Hypotheses (2) and (3) relate to widespread use of antimicrobial
agents, poor hygiene in young autistic children, and difficulty in
removing spores from the home environment. These latter two hypotheses
have major implications with regard to the epidemiology of this
important and distressing disease and would encourage research into
methods to eliminate clostridial spores from the home and other
environments.
   PMID: 17904761

13. Tight junctions, leaky intestines, and pediatric diseases

Liu Z, Li N, Neu J.
Acta Paediatr. 2005 Apr;94(4):386-93.

BACKGROUND: Tight junctions (TJs) represent the major barrier within
the paracellular pathway between intestinal epithelial cells.
Disruption of TJs leads to intestinal hyperpermeability (the so-called
"leaky gut") and is implicated in the pathogenesis of several acute
and chronic pediatric disease entities that are likely to have their
origin during infancy. AIM: This review provides an overview of
evidence for the role of TJ breakdown in diseases such as systemic
inflammatory response syndrome (SIRS), inflammatory bowel disease,
type 1 diabetes, allergies, asthma, and autism. CONCLUSION: A better
basic understanding of this structure might lead to prevention or
treatment of these diseases using nutritional or other means.
   PMID: 16092447

14. Pilot study of a moderate dose multivitamin/mineral supplement for
children with autistic spectrum disorder

Adams JB, Holloway C.
J Altern Complement Med. 2004 Dec;10(6):1033-9.

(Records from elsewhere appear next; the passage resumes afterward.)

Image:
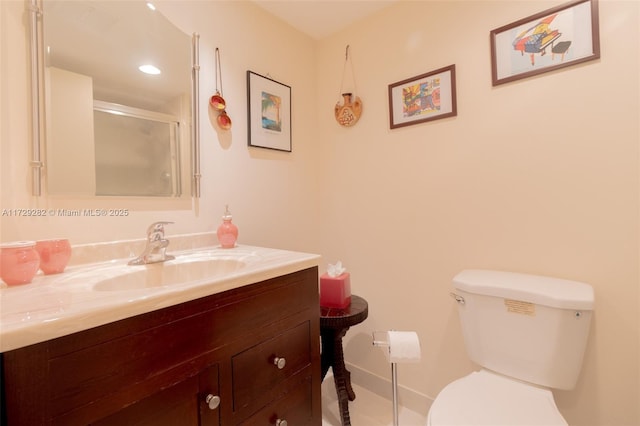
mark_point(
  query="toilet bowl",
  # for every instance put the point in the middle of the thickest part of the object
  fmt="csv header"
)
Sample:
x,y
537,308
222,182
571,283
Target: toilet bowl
x,y
528,334
487,398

OBJECTIVE: Determine the effect of a moderate dose multivitamin/
mineral supplement on children with autistic spectrum disorder.
DESIGN: Randomized, double-blind, placebo-controlled 3-month study.
SUBJECTS: Twenty (20) children with autistic spectrum disorder, ages
3-8 years. RESULTS: A Global Impressions parental questionnaire found
that the supplement group reported statistically significant
improvements in sleep and gastrointestinal problems compared to the
placebo group. An evaluation of vitamin B(6) levels prior to the study
found that the autistic children had substantially elevated levels of
B6 compared to a control group of typical children (75% higher, p <
0.0000001). Vitamin C levels were measured at the end of the study,
and the placebo group had levels that were significantly below average
for typical children, whereas the supplement group had near-average
levels. DISCUSSION: The finding of high vitamin B(6) levels is
consistent with recent reports of low levels of pyridoxal-5-phosphate
and low activity of pyridoxal kinase (i.e., pyridoxal is only poorly
converted to pyridoxal-5-phosphate, the enzymatically active form).
This may explain the functional need for high-dose vitamin B(6)
supplementation in many children and adults with autism.
    PMID: 15673999

15. The significance of ileo-colonic lymphoid nodular hyperplasia in
children with autistic spectrum disorder

Wakefield AJ et al.
Eur J Gastroenterol Hepatol. 2005 Aug;17(8):827-36.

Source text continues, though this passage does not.